Ей наливали сразу в несколько рук, но она брала от Натальи Демяновны, напоминая:
— Благословен плод чрева твоего, а то бы…
Не стоило объяснять, что было бы!
Но ведь быльем поросла гневливость. Женщина, сидевшая на ковре в одних чулках, была уже не императрицей, а просто гостьей развеселой. Варенуха-то славная! А после нее разве ноги в пляс не идут?
Может, вспоминала Елизавета Александровскую слободу, может, бедный, разгульный домок на Васильевском острове — вскакивала оглашенная:
— Бандурист!
С приездом матери тут всегда водились бандуры, и Алексей не забыл свое прежнее ремесло. Бандура взрывалась не песенной — плясовой ярью, крепкие, точеные ноги Елизаветы еще подгоняли:
— Шибче!
А куда уж шибче? Дрожали, наверно, не только покои новоявленной статс-дамы — дворец Головинский содрогался от одного перехода к другому. Алексей передавал бандуру кому-нибудь из земляков и сам подскакивал на помощь. Наверно, в полуголодной молодости еще не так плясывала Елизавета, но и сейчас было немыслимо за ней угнаться. Все же гости не могли сидеть, когда плясала государыня, и поначалу робко, потом все хлеще начинали топотать, с русского переходя на гопак. Впрочем, что тут считать русским, что хохлацким? Топоток плясовой везде един. Варенуха ли, французское ли — кровь-то одинаково гонят. Елизавета в усладу себе плясала. Алексей же в сладость ей подплясывал, не замечая своих голых ног. Только когда Елизавета, споткнувшись о ковер, валилась на пол, он подхватывал ее, осторожно усаживал и кричал бандуристу:
— Да хватит!..
После одной из таких посиделок Елизавета призналась Алексею:
— Жаль, что матушка собирается домой.
— Что делать, господынюшка. Какая она статс-дама? Тоскует по ридной хате…

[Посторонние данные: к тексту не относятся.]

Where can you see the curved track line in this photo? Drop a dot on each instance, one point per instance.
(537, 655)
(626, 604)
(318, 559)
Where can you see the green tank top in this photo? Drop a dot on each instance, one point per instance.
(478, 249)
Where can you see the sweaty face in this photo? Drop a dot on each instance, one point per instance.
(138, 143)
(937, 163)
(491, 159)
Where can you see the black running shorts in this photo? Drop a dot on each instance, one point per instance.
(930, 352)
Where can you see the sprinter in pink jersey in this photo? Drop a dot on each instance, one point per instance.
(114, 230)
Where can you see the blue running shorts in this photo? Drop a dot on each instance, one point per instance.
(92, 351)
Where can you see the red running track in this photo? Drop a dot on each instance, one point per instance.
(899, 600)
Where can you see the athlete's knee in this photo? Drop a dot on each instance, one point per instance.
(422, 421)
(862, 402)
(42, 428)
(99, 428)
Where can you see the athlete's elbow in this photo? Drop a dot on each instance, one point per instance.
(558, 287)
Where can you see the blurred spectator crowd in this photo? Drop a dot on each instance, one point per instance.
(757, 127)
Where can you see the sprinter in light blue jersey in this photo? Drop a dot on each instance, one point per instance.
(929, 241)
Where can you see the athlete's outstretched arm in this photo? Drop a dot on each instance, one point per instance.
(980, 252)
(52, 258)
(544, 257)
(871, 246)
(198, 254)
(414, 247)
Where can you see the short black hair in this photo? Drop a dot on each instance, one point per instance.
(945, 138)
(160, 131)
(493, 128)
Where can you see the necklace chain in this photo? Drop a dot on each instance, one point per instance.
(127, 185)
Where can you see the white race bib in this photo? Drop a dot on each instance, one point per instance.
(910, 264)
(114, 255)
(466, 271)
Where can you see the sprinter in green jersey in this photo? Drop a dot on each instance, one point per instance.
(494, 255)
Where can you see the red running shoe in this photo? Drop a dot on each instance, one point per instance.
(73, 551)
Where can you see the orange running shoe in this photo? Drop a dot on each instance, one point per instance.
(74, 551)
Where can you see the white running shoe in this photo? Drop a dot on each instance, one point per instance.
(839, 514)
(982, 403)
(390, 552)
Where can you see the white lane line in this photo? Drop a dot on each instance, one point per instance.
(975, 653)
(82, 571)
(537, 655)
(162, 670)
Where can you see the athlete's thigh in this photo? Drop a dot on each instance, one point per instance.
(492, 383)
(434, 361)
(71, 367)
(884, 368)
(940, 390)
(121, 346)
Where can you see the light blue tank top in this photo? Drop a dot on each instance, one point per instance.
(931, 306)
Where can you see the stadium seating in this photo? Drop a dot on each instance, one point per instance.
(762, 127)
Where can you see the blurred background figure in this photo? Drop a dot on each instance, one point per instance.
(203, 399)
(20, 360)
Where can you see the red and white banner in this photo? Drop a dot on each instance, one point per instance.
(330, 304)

— Да… Но ведь Авдотья остается? И Кирилл?
— Останутся, если ты дозволишь.
— Дозволяю, с превеликой охотой.
К этому разговору они больше не возвращались. Наступала осень. Двор собирался в Петербург. Понаехавшие на коронацию чиновные дворяне разбредались по своим губерниям.
В начале октября Наталья Демьяновна, уже собравшись в дорогу, пришла проститься с государыней. Думала, все по-людски — как же не возблагодарить свою великую благодетельницу? Но какой-то бес ее, видно, под бок пырнул: вдруг опять бухнулась на колени и уже не на свое зеркальное отражение — на лик государыни взмолилась. И уж совсем не по этикету, который предписывался статс-даме, решилась на тот вопрос, который мучил во все царское гостевание. Да и словами такими:
— Скажи, великая государыня, — все ли по закону у вас с моим сыном?!